Repères | Projet architectural : la contribution de l’ergonomie à la prévention et à la maîtrise d’usage.

Concevoir des lieux de travail est une affaire sérieuse qui impacte durablement les conditions de travail des personnels et de leur santé et sécurité. De mauvais choix peuvent s’avérer excessivement coûteux, pénaliser et réduire les capacités opérationnelles. La contribution ergonomique à la conduite d’un projet architectural n’a pas vocation à se substituer au travail de spécialistes techniques de la conception (architectes, bureaux d’études …) mais au contraire aider la maîtrise d’ouvrage et la maîtrise d’œuvre à réduire les risques. Elle a pour objectifs d’enrichir les hypothèses initiales et lever les incertitudes tout au long du projet, de contribuer à l’amélioration des conditions d’exécution du travail et à la maîtrise d’usage dans les futures installations par la prise en compte des facteurs organisationnels, techniques et humains le plus en amont possible du projet.

Chiffre clé et enjeux

Les choix opérés lors de la conception architecturale engagent 90% du coût global. Il est donc essentiel d’accorder à la conception l’attention qu’elle mérite, tant en termes de délais que de financement. Des délais et des financements trop serrés dans les phases de conception conduisent généralement à des surcoûts et des sous-qualités durablement dommageables.
(OEAP, 2010)

Replacer les utilisateurs / usagers et la qualité d’usage au cœur du projet architectural

Au-delà des considération techniques et économiques de construction, d’exploitation, d’entretien, … (MIQCP, 2006) rappelle qu’il est essentiel de replacer l’usage du bâtiment au cœur du projet architectural.

Un bâtiment doit être adapté aux utilisateurs qui y exercent et développent leurs activités et aux usagers qui en bénéficient, dans des conditions aussi satisfaisantes que possible en termes de qualité d’usage et de services rendus.

La productivité des utilisateurs et des installations, la qualité, l’adaptation et les évolutions des activités qui s’y développent, les coûts de maintenance, résultent directement des choix architecturaux, techniques et fonctionnels faits lors de la phase de conception.

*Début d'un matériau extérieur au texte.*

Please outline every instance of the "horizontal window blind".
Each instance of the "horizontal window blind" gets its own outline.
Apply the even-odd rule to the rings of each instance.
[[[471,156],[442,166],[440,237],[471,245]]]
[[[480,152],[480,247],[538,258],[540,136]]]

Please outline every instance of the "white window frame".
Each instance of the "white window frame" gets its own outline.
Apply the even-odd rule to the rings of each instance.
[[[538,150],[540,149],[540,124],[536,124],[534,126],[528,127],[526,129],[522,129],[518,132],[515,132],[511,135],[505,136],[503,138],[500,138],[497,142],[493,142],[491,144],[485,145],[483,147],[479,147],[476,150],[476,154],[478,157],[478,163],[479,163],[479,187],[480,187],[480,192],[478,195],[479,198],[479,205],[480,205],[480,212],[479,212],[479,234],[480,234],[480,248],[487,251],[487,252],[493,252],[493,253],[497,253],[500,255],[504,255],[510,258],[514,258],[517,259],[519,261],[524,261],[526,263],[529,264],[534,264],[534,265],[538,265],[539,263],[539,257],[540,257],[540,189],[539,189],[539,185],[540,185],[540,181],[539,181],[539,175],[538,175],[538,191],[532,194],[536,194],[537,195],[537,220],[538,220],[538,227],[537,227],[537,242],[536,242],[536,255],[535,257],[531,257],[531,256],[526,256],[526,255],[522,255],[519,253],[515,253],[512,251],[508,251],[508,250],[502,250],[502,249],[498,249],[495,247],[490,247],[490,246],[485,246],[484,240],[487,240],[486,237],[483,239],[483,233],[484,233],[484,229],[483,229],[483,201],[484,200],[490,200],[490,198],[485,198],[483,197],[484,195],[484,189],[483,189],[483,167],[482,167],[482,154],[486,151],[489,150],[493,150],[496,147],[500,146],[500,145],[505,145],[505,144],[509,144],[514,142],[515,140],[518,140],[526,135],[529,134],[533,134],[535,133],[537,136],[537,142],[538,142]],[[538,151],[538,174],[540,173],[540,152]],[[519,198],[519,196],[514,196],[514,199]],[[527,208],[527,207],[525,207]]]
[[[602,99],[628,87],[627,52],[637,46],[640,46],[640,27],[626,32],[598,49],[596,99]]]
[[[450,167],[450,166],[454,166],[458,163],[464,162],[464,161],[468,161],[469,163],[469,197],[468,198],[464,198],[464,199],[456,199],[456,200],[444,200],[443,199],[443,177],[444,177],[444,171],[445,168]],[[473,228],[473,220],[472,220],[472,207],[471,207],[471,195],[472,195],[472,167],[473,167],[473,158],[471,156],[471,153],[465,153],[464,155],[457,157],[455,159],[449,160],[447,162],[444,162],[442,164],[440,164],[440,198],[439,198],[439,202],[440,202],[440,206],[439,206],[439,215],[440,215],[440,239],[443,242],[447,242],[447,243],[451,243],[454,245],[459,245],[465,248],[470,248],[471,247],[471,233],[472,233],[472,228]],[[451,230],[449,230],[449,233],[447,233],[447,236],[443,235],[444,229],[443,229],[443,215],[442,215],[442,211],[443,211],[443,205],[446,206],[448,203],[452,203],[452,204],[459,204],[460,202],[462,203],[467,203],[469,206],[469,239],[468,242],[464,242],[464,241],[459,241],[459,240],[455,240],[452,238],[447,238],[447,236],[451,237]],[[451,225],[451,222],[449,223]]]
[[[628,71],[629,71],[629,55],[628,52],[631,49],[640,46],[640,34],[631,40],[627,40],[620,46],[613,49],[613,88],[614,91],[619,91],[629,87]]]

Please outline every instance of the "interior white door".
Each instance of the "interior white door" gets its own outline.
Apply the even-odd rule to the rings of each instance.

« Tout ceci explique l’importance qui doit être accordée aux phases “amont” et en particulier aux études de programmation, y compris dans leurs composantes particulières : approche en coût global ou haute qualité environnementale qu’il convient d’initier très tôt pour une meilleure efficacité. »
(MIQCP, 2006)

Positionnement de la démarche ergonomique en appui de la conduite de projet architectural et de la maîtrise d’usage

La conception architecturale est un processus social complexe comportant de nombreuses formes d’interactions entre des acteurs aux logiques différentes (commanditaires et clients = maîtrise d’ouvrage, concepteurs = maîtrise d’œuvre ; utilisateurs professionnels finaux et usagers / bénéficiaires de prestations).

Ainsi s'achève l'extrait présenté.